Juveniles of marine species, such as sea turtles, are often understudied in movement ecology. To determine dispersal patterns and release effects, we released 40 satellite-tagged juvenile head-started green turtles (Chelonia mydas, 1-4 years) from two separate locations (January and July 2023) off the coast of the Cayman Islands. A statistical model and vector plots were used to determine drivers of turtle directional swimming persistence and the role of ocean current direction. More than half (N = 22) effectively dispersed in 6-22 days from the islands to surrounding areas. The January turtles radiated out (185-1138 km) in distinct directions in contrast to the northward dispersal of the July turtles (27-396 km).
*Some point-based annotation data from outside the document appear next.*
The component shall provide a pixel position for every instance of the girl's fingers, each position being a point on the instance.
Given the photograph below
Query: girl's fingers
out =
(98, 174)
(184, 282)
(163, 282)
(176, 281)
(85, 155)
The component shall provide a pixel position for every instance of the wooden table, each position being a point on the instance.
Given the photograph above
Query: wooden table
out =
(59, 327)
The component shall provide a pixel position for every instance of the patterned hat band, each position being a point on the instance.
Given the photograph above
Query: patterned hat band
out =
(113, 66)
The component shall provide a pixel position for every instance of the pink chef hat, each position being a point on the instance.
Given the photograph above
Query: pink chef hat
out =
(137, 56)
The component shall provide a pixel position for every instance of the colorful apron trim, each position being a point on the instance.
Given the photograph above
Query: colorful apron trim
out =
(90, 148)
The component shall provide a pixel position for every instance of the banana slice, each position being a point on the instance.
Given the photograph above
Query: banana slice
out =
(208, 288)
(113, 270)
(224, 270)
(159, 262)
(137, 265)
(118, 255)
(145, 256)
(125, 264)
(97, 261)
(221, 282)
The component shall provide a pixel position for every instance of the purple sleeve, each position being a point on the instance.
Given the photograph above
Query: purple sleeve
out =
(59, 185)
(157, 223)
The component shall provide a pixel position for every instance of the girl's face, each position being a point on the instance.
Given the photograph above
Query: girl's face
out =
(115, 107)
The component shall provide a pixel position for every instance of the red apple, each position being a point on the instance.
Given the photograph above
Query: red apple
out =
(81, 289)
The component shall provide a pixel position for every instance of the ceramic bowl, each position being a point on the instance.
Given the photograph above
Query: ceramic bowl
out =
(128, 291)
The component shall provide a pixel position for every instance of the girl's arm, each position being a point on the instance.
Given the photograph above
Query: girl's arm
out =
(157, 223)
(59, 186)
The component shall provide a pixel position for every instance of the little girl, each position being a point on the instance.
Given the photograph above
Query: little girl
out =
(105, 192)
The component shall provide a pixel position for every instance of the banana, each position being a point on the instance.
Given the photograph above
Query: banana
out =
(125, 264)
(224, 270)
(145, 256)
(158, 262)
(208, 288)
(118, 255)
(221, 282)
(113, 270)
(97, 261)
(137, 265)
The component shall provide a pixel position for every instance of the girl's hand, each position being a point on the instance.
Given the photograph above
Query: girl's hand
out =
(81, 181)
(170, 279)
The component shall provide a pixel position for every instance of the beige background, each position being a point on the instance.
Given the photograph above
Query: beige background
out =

Statistical results and vector plots supported that daily swimming persistence increased towards the end of tracks and near coastal regions, with turtles largely swimming in opposition to ocean currents. These results demonstrate that captive-reared juvenile greens have the ability to successfully navigate towards key coastal developmental habitats. Differences in dispersal (January vs. July) further support the importance of release timing and location. Our results inform conservation of the recovering Caymanian green turtles and we advise on how our methods can be improved and modified for future sea turtle and juvenile movement ecology studies.